One of the purposes of my visit this time was to play golf at the ‘Mission Hills’. It is a huge piece of development with twelve 18-hole courses. I understand that the Mission Hills is the largest golf resort in the world. You may have seen this place on TV since the World Cup was opened in 1995 as the official introduction of this facility to the world. It was in 1997 when Hong Kong was returned to China from the Great Britain. I played at the World Cup Course. It was quite a fascinating course. Please enjoy the place at their web site.

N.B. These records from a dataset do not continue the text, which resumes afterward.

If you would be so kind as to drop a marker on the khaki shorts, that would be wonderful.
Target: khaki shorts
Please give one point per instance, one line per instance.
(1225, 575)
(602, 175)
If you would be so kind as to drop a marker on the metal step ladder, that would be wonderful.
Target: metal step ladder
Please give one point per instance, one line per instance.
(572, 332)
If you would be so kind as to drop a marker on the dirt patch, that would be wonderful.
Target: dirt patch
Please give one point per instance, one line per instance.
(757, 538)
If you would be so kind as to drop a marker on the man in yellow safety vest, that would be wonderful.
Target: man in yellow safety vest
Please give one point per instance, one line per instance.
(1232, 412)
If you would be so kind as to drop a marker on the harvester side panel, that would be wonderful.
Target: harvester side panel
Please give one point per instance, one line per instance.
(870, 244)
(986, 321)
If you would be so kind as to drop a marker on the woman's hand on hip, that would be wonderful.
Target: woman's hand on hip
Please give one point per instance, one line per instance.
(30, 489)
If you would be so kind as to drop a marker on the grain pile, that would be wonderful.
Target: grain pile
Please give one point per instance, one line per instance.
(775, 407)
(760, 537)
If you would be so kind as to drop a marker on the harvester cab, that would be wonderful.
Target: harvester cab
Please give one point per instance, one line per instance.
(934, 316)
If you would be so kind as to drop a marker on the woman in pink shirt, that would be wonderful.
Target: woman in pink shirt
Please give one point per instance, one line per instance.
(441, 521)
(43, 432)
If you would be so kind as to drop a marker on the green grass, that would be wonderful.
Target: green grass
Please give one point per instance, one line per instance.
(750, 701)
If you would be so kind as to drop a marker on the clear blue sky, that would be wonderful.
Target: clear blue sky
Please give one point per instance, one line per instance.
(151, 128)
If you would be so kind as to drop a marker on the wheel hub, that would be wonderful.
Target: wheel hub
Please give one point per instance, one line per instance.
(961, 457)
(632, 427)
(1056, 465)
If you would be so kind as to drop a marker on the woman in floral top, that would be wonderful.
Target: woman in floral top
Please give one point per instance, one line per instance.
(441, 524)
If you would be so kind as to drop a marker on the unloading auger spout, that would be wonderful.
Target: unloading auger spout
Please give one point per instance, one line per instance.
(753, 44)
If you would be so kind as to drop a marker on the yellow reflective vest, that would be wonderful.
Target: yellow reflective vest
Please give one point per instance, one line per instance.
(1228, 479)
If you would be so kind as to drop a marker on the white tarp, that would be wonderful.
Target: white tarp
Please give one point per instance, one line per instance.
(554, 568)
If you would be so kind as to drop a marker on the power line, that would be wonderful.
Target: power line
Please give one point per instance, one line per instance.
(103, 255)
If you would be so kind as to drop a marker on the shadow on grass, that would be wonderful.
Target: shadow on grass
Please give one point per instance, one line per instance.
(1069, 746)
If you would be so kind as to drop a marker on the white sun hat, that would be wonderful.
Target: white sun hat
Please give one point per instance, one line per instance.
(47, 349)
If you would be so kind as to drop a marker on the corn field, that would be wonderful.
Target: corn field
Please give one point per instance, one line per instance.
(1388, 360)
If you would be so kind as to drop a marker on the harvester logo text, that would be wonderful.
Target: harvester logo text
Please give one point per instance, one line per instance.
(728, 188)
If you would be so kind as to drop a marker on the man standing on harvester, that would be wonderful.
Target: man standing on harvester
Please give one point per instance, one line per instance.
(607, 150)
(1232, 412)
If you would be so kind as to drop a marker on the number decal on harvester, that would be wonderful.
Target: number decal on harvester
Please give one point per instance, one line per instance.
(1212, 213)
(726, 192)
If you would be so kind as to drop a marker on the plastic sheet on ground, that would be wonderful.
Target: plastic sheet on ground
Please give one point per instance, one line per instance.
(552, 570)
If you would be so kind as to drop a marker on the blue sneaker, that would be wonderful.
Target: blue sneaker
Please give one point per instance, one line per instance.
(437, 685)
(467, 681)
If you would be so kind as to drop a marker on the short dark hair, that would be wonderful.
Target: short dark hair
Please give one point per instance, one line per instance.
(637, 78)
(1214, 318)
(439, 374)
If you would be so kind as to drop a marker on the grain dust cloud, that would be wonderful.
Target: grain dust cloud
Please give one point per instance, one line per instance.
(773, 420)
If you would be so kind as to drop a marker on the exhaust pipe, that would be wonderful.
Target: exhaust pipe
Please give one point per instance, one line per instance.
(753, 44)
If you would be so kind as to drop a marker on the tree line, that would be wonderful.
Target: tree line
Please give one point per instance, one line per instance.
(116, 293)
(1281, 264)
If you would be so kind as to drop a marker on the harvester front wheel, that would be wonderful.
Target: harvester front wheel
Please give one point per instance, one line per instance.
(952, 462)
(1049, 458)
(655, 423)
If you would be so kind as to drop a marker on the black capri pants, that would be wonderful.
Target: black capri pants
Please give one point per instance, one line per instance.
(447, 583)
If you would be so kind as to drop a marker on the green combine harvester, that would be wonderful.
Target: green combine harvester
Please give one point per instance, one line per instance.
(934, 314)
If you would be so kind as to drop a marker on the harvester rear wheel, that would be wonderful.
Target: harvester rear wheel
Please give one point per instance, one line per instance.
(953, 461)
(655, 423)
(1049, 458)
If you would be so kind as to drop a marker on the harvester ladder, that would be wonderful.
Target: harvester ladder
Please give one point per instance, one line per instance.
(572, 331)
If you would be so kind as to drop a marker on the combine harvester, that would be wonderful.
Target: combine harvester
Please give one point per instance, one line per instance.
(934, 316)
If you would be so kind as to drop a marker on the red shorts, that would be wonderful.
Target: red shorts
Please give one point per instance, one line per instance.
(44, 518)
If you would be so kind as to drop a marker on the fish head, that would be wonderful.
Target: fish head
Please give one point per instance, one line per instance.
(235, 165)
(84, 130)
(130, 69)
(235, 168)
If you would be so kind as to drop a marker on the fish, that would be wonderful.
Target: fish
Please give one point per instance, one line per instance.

Surrounding the golf course stood many classy huge housings (I was told that a single house was at least 600 square meters large…I wondered what sort of people were going to live in such places), and I saw signs calling for new members. Memberships and houses must cost a fortune, but I presume that most of them are for investments ? I could see only a handful of people in these many houses. …. The view reminded me of Japan 20 years ago but apparently the scale is of no comparison. I had an impression that the interiors of hotels (built more than 10 years ago) somewhat lacked closer attention in details compared to Japanese hotels, but it doesn’t matter because what matters is energy. They don’t worry about small details. It’s meaningless to point out trivial flaws here and there.
The players from China were four from Beijing, one of them is an executive of a company that purchases mineral resources in Africa, and he just returned from Congo. Another person was in a ship cargo business – all of them were in their late 40’s and full of energy.
I was invited to a restaurant in downtown Shenzhen but was overwhelmed by the speed in which the facilities and roads were being built. What was this place like 10 or 20 years ago, I wonder? And how would it be 10, 20 years from now?
Upon my return to Tokyo, I stayed overnight at the Shangri-La Hotel in Hong Kong. It is one of my favorite hotels. Gazing the raining Hong Kong Island lying across the sea, I relaxed for a half day.
Although the weather was a mere rainfall in Hong Kong, I understand that the southern China had a very heavy rain. I do hope that the rain did not cause much damage.